The long march toward the zero friction

Abstract:
Friction causes massive energy dissipation and mechanical abrasion between machine component parts in the world every year (costing approximately 119 EJ). Understanding the mechanism of the frictional processes and searching for an optimum material combination, ideally providing a near frictionless state, are thus essential. Recent works show that near-zero interface friction can be realized in twisted 2D materials or 2D heterostructures due to their ultra-flat interface PES. However, the origin of friction is complex. Suppressing one primary source will make friction from other mechanisms to the surface. Thus, toward the pure zero friction state will be a long march.

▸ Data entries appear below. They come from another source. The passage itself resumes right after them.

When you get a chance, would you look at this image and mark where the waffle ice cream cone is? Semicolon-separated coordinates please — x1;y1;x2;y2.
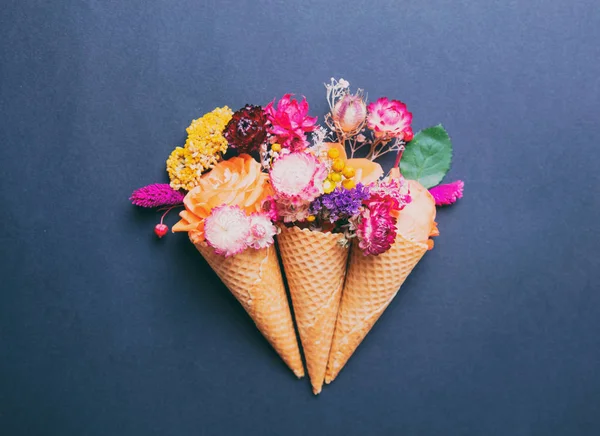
277;227;349;395
325;234;428;383
192;241;304;378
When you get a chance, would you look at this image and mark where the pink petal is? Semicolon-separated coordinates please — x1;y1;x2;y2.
429;180;465;206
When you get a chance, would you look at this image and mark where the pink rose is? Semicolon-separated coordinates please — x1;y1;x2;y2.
367;97;414;142
265;94;317;151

The speaker will report the friction phenomenon of superlubric MoS₂/graphite and MoS₂/h-BN van der Waals heterostructure interfaces in this talk. Instead of reaching a frictionless state with a suppressed interface friction, in those interfaces, mechanisms like the edge pinning effect [1] and the variation of structure potential energy [2] start to dominate the friction processes and provide friction during the sliding and twisting. Those phenomena explain why it is hard to realize low friction on the macro scale. The speaker will also further discuss the main challenges and give possible ways toward a pure zero friction state in the talk.

References

[1] Liao, M., Nicolini, P., Du, L., . . . Zhang, G. (2022). UItra-low friction and edge-pinning effect in large-lattice-mismatch van der Waals heterostructures. Nature Material, 21(1), 47-53.

[2] Liao, M., Andrea, S., Du, L., . . . Zhang, G. (2022). The twisting dynamic of large lattice mismatch van der Waals heterostructures. Under review by Nature Communications.